One Piece at a Time
We are at week 4 of our Ideation and Development studio class at AC4D. This week, it was imperative for our group (Laura Galos, Lindsay Josal, and Maryanne Lee) to test our ideas with potential users, even though the idea is far from complete.
Because we decided to focus on how design solutions can help families and seniors having difficult aging-related conversations, including driving cessation, we verbally tested short scenarios with families who are having or anticipate having those driving conversations.
We questioned our participants on how they would like the conversation to go–the ideal place to have it, how they would feel, how seniors would ideally feel, the desired outcome, etc. The answers gave us a clearer picture of the ideal conversation from the family members’ perspective, which we were able to map as a journey.
We learned that family members viewed the senior’s home as being the ideal place to have this conversation. They believed it would give seniors a sense of control–which is important as they’re being asked to give a significant measure of independence. When starting the conversation, family members wanted to convey that the conversation was about concerns around health and safety, not the elderly person’s intelligence. Family members wanted seniors to react “rationally” and in a “level-headed” way.
The ideal conversation journey map gave us some insight to the feelings families would want to have during difficult conversations. And it was tempting to try to create a whole system to encompass the entire journey. However, it’s impractical to expect to be able to create a whole working system at once, and we realized we would have to work on small pieces at a time.
Last week our team was excited about the aspect of using of game mechanics to help facilitate the conversations. Although our final product will likely not be a “game” in the traditional sense, we believe that game mechanisms may be of great help in easing tough discussions.
How do you go about finding game mechanics that you’re interested in? You play! Thinking of games we enjoyed playing helped us to think of different game mechanics that we would want to test.To that end, we created sketched wireframes of 3 games we could employ to help foster a discussion in a family. Each has a different emphasis.
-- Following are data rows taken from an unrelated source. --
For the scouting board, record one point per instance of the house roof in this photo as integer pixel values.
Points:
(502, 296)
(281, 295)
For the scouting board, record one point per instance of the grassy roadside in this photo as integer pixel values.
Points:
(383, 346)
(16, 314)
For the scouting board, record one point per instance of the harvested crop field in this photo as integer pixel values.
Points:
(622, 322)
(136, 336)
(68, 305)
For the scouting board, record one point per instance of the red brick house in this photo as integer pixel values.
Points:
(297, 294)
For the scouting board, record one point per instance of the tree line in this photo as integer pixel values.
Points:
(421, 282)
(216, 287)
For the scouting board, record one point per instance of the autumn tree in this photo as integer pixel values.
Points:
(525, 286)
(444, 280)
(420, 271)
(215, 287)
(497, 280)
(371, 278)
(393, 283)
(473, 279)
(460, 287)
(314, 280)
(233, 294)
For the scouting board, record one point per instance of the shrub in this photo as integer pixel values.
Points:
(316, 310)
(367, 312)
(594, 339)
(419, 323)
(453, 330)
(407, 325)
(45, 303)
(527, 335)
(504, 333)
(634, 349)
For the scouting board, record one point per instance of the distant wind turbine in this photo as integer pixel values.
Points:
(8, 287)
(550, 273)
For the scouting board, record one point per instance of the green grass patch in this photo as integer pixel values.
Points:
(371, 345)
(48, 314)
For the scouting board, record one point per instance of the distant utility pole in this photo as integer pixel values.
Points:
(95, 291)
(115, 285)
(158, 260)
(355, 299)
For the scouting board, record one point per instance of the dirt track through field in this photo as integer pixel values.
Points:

Balloon game: Keep the balloon afloat by keeping the conversation going.
Cards: Modelled on Cards Against Humanity, there is a question deck and an answer deck. Questions are about the person asking them, and answers can be filled in on answer cards. The person asking the question decides his or her favorite answer and gives points based on that decision.
In general, feedback about the game mechanics were positive. Participants felt they were a lot of fun. Although the game mechanics don’t yet address all the difficulties of the aging-related conversations, we also asked participants about the games in the context of these discussions. Participants noted that they would like a way of continuing conversations is something interesting or odd came up. They would like to be able to save answers and revisit them. Some participants said that their families do not play games like these together, and so using them at all would be contrived.
We think that our end product needs to be non-threatening and engaging. Based on initial testing, we believe game mechanics have an important place in our design because they can foster these feelings. However, the final product will probably not be a traditional “game” because of the seriousness of the issues and the difference between families on usage of games.
As our project evolves, we continue to refine the idea of “what it is.” As of now, we’re creating a tool to facilitate tough conversations between family members and the elderly. Using game mechanics, we are making the conversation more approachable and collaborative for everyone involved.